Prime Minister Trudeau delivers remarks at the conclusion of his visit to Washington, D.C.
Good afternoon, everyone. Thanks so much for being here. It’s always a pleasure to be back in Washington, D.C., working alongside our American partners on ways to better support the middle class. And it’s great to be joined by our Canadian delegation, including Minister Freeland, and Parliamentary Secretary Leslie, who are, as usual, hard at work.
I’ve had a very productive time here, beginning with Fortune’s Most Powerful Women Summit. There, I had an excellent conversation with Pattie Sellers about the economic empowerment of women. Before, and during that event, I met with some incredibly influential women business leaders to discuss some of our most pressing challenges, and had an opportunity to talk with amazing, inspiring young high school students who were focused on how they can be leaders of tomorrow, and leaders today. We know that the success of any society depends on the full socioeconomic participation of women, because when women succeed, we all succeed.

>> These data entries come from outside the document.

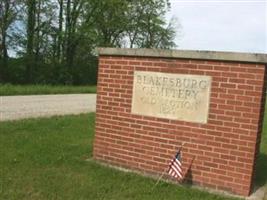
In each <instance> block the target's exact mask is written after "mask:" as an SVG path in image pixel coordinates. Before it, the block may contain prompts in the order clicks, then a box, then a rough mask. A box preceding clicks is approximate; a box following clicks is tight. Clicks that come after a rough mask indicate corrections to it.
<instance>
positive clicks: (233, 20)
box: [167, 0, 267, 53]
mask: <svg viewBox="0 0 267 200" xmlns="http://www.w3.org/2000/svg"><path fill="white" fill-rule="evenodd" d="M170 2H171V11H170V13H168V15H167V16H168V18H170V17H171V16H174V17H177V18H178V20H179V22H180V24H181V25H182V28H181V34H178V36H177V38H176V44H178V49H190V50H215V51H235V52H254V53H267V0H250V1H247V0H231V1H230V0H194V1H193V0H192V1H191V0H187V1H186V0H170Z"/></svg>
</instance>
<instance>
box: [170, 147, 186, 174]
mask: <svg viewBox="0 0 267 200" xmlns="http://www.w3.org/2000/svg"><path fill="white" fill-rule="evenodd" d="M168 174H170V175H171V176H173V177H174V178H179V179H182V178H183V176H182V163H181V156H180V151H178V152H177V153H176V155H175V157H174V158H173V159H172V161H171V162H170V164H169V170H168Z"/></svg>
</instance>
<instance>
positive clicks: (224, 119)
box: [93, 48, 267, 196]
mask: <svg viewBox="0 0 267 200" xmlns="http://www.w3.org/2000/svg"><path fill="white" fill-rule="evenodd" d="M266 63H267V55H265V54H244V53H225V52H206V51H173V50H149V49H112V48H103V49H100V50H99V72H98V86H97V108H96V132H95V140H94V151H93V154H94V158H95V159H96V160H99V161H102V162H105V163H108V164H111V165H114V166H119V167H123V168H127V169H131V170H133V171H139V172H142V173H145V174H147V175H157V176H159V175H160V174H161V173H162V172H163V171H166V169H168V168H169V167H170V166H169V163H170V160H171V159H172V158H173V157H174V155H175V154H176V153H177V150H178V148H179V147H181V145H182V144H184V145H183V148H182V150H181V152H180V155H181V166H182V169H181V171H182V172H183V181H185V182H186V181H190V182H191V183H193V184H195V185H199V186H204V187H209V188H214V189H217V190H224V191H228V192H230V193H234V194H239V195H243V196H248V195H249V194H250V193H251V191H252V189H253V178H254V175H255V162H256V158H257V155H258V153H259V146H260V138H261V132H262V122H263V114H264V105H265V89H266V88H265V86H266V84H265V74H266V69H265V67H266ZM164 177H165V178H169V179H172V180H175V178H173V177H172V176H170V175H168V173H166V174H164Z"/></svg>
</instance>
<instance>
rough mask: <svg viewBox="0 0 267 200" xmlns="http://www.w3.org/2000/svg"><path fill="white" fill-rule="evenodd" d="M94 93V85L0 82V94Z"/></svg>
mask: <svg viewBox="0 0 267 200" xmlns="http://www.w3.org/2000/svg"><path fill="white" fill-rule="evenodd" d="M84 93H96V86H90V85H87V86H71V85H58V86H56V85H11V84H4V85H3V84H0V96H11V95H40V94H84Z"/></svg>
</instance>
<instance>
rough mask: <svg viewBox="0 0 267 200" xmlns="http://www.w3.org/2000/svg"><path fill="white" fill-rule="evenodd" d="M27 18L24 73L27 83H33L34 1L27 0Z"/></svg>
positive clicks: (33, 43) (35, 9)
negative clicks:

And whether it’s flexible hours, parental leave, affordable child care, diversity training, equal pay, or any number of initiatives, it’s incumbent on all of us across the public and private spheres to be proud agents for change.
Following that theme, this morning I had a productive round table with WomenOne, where we discussed the current barriers to global gender equality, and marked the International Day of the Girl.
I also met with the Committee on Ways and Means, and we had a great conversation about the importance of the Canada-U.S. partnership. And I just wrapped up a very good meeting with President Trump, where we talked about trade, security and economic growth.
As we know, the fourth round of NAFTA negotiations is underway here in Washington, and the President and I reiterated our commitment to working together in good faith to give this deal a much-needed upgrade. NAFTA has benefitted millions of people and can benefit millions more. We’re pleased to have the opportunity to modernize this trade agreement for the current economy, a modernization that acknowledges the importance of gender, the environment, and Indigenous and labour rights. We know that there are millions of jobs on both sides of the Canada-U.S. border that rely on trade and investment. In fact, Canada is among the top export markets for the majority of U.S. states, and so it’s imperative that we get a fair deal for Canadians, Americans, and Mexicans alike. That’s what our teams at all orders of government are working hard towards.
Generally speaking, our trip to Washington has been very productive. At every meeting, I always kept the same question in mind: How can we work together, as Americans and Canadians, to better serve the middle class and those who are working so hard to join them? Because at the end of the day, we want to do what’s best for our citizens, and we know that we will get the best results by working together. That is what defines us as Canadians and Americans; that is what makes us close friends and staunch allies.
Indeed, I’ve said it before, and I’ll say it again, there is no relationship in the entire world quite like that between Canada and the United States. We can, and we will, continue to achieve great things together.